On Oct 06, 2015, at 07:00 AM, Robert Collins wrote:

>The things you listed that I help maintain - mock, testtools, etc -
>are *not* OpenStack specific. They existed before OpenStack, and
>likely will exist after. They have other users, particularly mock
>which is very widely used.

I intensely dislike the separation between OS and DPMT, for exactly this
reason.  Too many packages of general use to Python developers is out of reach
of DPMT.  I thought it was mostly a vcs-induced separation, but now I think
it's clear that even after DPMT moves to git, this separation will continue.

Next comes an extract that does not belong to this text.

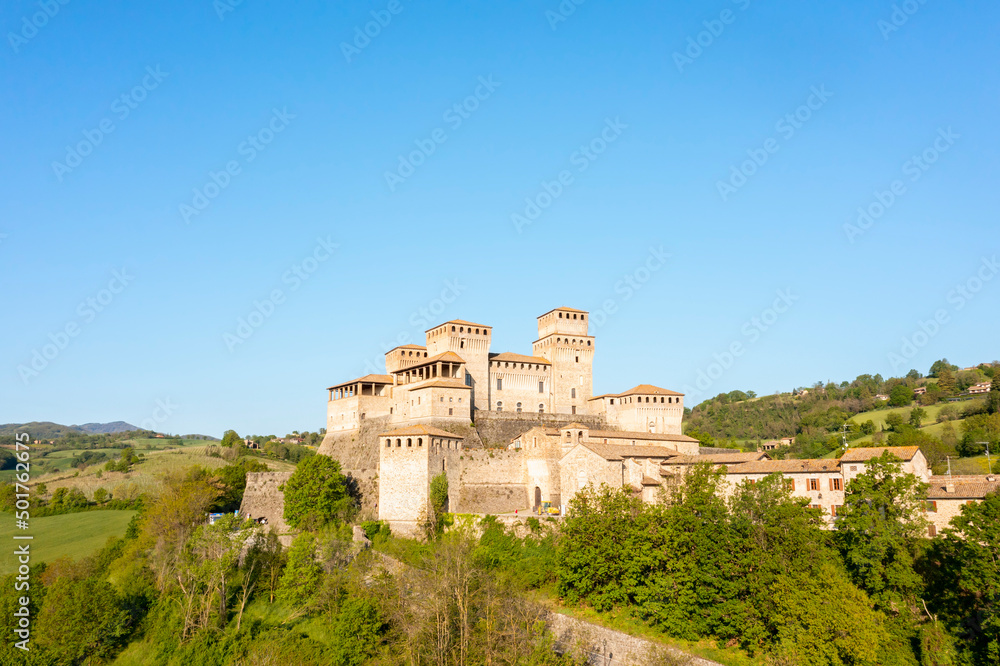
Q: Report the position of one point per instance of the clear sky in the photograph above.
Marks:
(684, 171)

The multi-version design of the archive does cause problems.  I outlined a big
thing that I think Ubuntu has that helps reduce the impact of this.  I'm not
sure if the same kind of this would help Debian, whether it would be feasible,
or even acceptable by the majority of Debian developers.

I really think we need to be finding ways to *reduce* the separation between
OS and DPMT.  One of the things I hope will happen after git migration is
subsuming as much as possible from zope-pkg into DPMT since again, there are a
lot of general interest packages in that namespace.

>Its entirely reasonable to say that known reverse dependencies should
>be considered when upgrading packages, but that is in no way OpenStack
>specific - and the release schedule of all of the things you listed is
>entirely independent of OpenStack.
>
>Its one of the defects of the single-version design of the archive
>that we have this uncontrolled use of new releases of software thats
>put into it, and - well, thats another discussion. We need to live
>with it though.

Right, and observe that it's not feasible to track down *all* reverse
dependencies when updating a single package.  That's part of why -proposed
migration is so nice, an automated system does that tracking for you.

>So I'm +1 on "Check reverse deps aren't significantly broken before
>uploading to unstable" as a general principle, not as an OpenStack
>specific thing.

+1 also, but it's always going to be a spot check for sanity so things will
fall through the cracks.  Until we get something like the promotion tests, we
just have to commit ourselves to being diligent within reason before
uploading, and responsible to help fix breakages after they're discovered.